Но мы беззаботно прошли мимо. Эта полуразрушенная превосходительная фигура, в течение двух-трех последних лет аккуратно появлявшаяся в парке, пользовалась среди студентов значительною, хотя и не особенно лестною популярностью. Кто-то назвал его генералом Ферапонтьевым, и эта вымышленная фамилия так и осталась за ним. Хотя сама по себе она, по-видимому, не заключала ничего обидного, тем не менее употреблялась всегда с некоторым оттенком иронии. Это было выражение безмолвного и беспричинного антагонизма, установившегося между дряхлым генералом и легкомысленною средой академической молодежи.

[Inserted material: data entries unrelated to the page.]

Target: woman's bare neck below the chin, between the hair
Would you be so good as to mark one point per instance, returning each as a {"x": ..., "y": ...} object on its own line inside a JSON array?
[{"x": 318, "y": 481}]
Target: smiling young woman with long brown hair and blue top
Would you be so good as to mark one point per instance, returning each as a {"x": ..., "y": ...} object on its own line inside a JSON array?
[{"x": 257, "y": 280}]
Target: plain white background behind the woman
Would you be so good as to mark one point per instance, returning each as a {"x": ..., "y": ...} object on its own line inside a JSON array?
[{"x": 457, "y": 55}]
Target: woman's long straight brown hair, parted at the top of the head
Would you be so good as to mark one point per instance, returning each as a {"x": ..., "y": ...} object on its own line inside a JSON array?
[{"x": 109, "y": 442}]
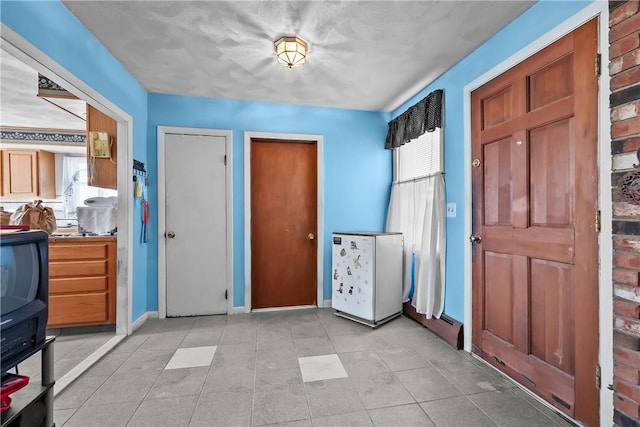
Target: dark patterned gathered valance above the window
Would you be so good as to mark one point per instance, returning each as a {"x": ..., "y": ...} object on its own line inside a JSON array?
[{"x": 425, "y": 116}]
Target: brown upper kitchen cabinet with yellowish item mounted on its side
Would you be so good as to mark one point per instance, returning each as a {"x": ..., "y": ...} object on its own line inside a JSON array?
[{"x": 101, "y": 149}]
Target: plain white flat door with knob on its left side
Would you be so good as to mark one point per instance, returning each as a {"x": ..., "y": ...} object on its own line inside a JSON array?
[{"x": 195, "y": 224}]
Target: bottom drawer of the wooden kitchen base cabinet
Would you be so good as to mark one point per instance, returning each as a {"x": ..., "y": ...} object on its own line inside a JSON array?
[{"x": 66, "y": 310}]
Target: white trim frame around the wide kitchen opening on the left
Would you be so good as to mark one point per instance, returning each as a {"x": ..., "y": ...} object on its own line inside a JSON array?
[{"x": 20, "y": 48}]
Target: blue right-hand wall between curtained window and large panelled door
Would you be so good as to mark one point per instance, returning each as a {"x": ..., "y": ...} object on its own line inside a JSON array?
[{"x": 536, "y": 21}]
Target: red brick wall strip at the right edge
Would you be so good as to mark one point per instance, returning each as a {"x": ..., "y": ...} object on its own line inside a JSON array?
[{"x": 624, "y": 69}]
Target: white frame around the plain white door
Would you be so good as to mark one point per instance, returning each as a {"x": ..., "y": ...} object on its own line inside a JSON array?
[{"x": 162, "y": 246}]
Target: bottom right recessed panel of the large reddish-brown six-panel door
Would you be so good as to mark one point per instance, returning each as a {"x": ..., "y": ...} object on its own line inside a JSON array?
[{"x": 552, "y": 299}]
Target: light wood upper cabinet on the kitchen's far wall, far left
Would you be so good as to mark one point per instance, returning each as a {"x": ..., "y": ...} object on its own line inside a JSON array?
[{"x": 28, "y": 174}]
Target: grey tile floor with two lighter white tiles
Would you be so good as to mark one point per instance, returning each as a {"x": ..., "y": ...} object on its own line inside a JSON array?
[{"x": 293, "y": 368}]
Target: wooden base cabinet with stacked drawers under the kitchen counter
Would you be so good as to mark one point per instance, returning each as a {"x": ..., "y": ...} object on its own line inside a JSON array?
[{"x": 82, "y": 281}]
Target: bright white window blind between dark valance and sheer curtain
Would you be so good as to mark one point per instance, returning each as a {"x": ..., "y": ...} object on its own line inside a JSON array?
[{"x": 420, "y": 157}]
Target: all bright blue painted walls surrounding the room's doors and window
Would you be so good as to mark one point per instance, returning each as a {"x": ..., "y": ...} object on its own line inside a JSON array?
[{"x": 356, "y": 169}]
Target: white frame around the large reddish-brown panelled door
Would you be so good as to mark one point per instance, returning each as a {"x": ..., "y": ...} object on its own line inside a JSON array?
[{"x": 595, "y": 9}]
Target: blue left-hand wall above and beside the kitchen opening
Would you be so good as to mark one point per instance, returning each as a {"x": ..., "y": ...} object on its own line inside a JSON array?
[{"x": 50, "y": 27}]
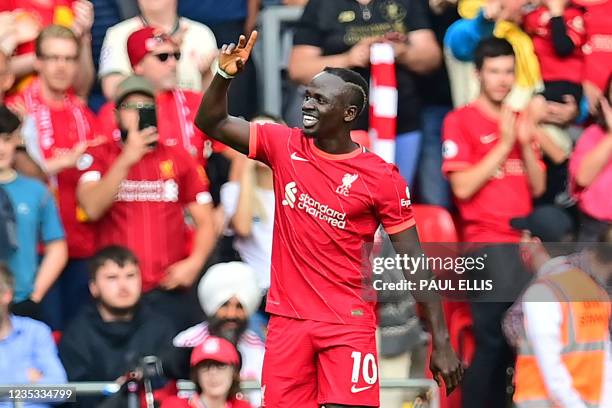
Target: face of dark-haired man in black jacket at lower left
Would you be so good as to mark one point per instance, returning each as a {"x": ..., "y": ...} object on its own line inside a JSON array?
[{"x": 117, "y": 288}]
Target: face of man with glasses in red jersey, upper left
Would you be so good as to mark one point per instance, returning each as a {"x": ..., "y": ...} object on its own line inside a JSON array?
[{"x": 58, "y": 64}]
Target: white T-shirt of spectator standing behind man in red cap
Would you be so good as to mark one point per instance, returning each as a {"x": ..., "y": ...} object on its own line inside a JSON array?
[{"x": 198, "y": 43}]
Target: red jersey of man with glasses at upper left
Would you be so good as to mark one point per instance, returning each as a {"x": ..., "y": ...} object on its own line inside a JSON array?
[{"x": 62, "y": 130}]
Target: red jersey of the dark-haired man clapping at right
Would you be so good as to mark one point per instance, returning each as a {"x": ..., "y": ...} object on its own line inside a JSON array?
[{"x": 468, "y": 136}]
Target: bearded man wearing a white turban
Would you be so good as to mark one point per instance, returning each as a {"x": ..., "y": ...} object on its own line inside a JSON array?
[{"x": 229, "y": 295}]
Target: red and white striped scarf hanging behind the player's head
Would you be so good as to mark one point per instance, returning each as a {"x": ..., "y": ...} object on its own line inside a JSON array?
[{"x": 383, "y": 101}]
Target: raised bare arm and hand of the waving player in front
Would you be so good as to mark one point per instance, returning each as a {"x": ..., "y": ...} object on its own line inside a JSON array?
[{"x": 213, "y": 118}]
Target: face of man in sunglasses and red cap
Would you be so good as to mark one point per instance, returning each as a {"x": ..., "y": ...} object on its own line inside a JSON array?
[{"x": 159, "y": 66}]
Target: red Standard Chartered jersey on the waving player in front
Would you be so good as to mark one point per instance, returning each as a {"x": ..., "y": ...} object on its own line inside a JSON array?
[{"x": 327, "y": 208}]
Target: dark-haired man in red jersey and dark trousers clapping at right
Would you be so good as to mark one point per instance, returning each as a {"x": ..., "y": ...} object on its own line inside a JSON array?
[{"x": 494, "y": 172}]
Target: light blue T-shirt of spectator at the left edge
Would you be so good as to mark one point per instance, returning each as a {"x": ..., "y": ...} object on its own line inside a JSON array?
[{"x": 37, "y": 220}]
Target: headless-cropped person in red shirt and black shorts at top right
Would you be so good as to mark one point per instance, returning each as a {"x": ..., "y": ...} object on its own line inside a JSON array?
[{"x": 558, "y": 33}]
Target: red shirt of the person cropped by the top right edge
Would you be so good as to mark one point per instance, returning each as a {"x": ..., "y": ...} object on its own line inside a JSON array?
[{"x": 553, "y": 67}]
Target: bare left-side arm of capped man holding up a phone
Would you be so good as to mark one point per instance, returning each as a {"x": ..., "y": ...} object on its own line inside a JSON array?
[{"x": 96, "y": 196}]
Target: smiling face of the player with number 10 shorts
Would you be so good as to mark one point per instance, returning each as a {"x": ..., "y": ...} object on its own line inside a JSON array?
[{"x": 324, "y": 105}]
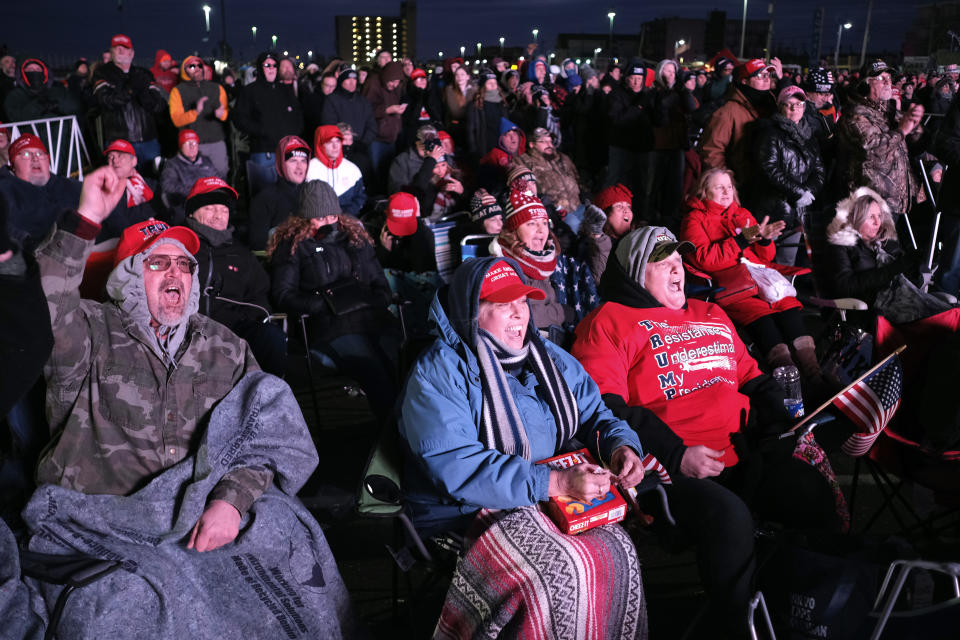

И вот, однажды разнеслась сенсационная новость: генерал гуляет в сопровождении молодой и очень хорошенькой женщины…
Как-то раз, когда мы с Титом шли по главной аллее, генерал действительно вышел из боковой аллеи и пошел навстречу, опираясь на руку спутницы. Лакея не было. Пятна солнца и теней мелькали на серой тужурке генерала и на небольшой женской фигуре. Когда мы поровнялись с ними, генерал, как мне показалось, опять выпучил глаза, сказал что-то своей спутнице и зашевелил губами. Молодая женщина вскинула пенсне и посмотрела прямо на наши приближающиеся фигуры. Нам обоим стало неловко под этим красиво-беззастенчивым и как будто изучающим взглядом. В нем было что-то странное. Молодая женщина не просто смотрела. Казалось, она любопытно высматривала, изучала и оценивала нас с какой-то своей точки зрения. В первый еще раз я позавидовал Титу. Он всегда держал свой костюм в большом порядке, тогда как я был в этом отношении несколько беспечен. Скользнув по моей фигуре взглядом, в котором мне почудилась легкая усмешка, она несколько дольше остановила его на аккуратной фигуре Тита. Затем мы разминулись.